A raíz de todo lo ocurrido en América Latina con el escándalo de Odebrecht, y la incidencia malsana de esta compañía en estamentos públicos y privados con propósitos ahora inocultables, se ha generado un interesante debate sobre el papel de los lobistas en la sociedad moderna, el rol que juegan en las democracias avanzadas y el papel del lobismo como expresión genuina de las negociaciones que involucran a los grupos de interés.
A modo de inducción, se debe empezar aclarando que el lobby, conceptualmente, se representa como el vestíbulo en donde se reunían los parlamentarios para negociar –hacer lobbyng– las normas legales e intervenciones del Estado (Lachmann, 2012).
La idea del lobismo es que existen grupos de individuos, con fines o sin fines de lucro, que tienen el interés marcado de incidir en las decisiones de los representantes políticos legítimos de la política, es decir, el Ejecutivo y el Congreso, buscando determinados objetivos.

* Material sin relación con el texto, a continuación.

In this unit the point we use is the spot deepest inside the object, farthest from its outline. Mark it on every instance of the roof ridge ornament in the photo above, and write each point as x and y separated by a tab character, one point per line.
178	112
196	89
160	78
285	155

Hasta ahí todo bien, pues se reconoce el valor real de la intermediación de un representante de los grupos empresariales y organizaciones no gubernamentales, pero bajo determinadas normas y especificaciones. De hecho, se estima que el mercado del lobismo está cada vez más profesionalizado, siendo uno de los trabajos mejor pagados.
La cuestión es, sin embargo, cuando el esquema que se desarrolla en el lobismo implica un interés individual más allá de los intereses del grupo de presión, y el político que antes era el objetivo se convierte ahora en un ente activo del proceso, definiendo esquemas, métodos y formas de operar en su propio beneficio. La cosa se complejiza mucho más cuando el político, en nombre del Estado, toma decisiones en apoyo a un grupo de interés pero esperando un retorno individual, por encima de lo que quiere y espera la colectividad.
Por lo anterior, existe una línea delgada entre lobismo y corrupción, pues el primero puede constituirse en una excusa perfecta para delinquir desde la administración gubernamental, sobre todo si éste es institucionalmente débil, así como en un mecanismo de sobrevaluación de costos, tráfico de influencias para asignación de obras, y un instrumento para generar pagos con derecho a coimas.
En resumen, el lobismo per se no es malo ni tampoco los resultados que se logran con acciones lobistas. De hecho, las empresas, gobiernos, asociaciones empresariales y hasta sindicatos, realizan comúnmente tareas de lobby buscando sus propios beneficios. Para ello contratan lobistas que todo el mundo conoce. El problema está cuando todos los sujetos envueltos en el lobismo quedan ricos, y los ciudadanos, como telespectadores, solo ven su féretro impositivo por el frente pasar.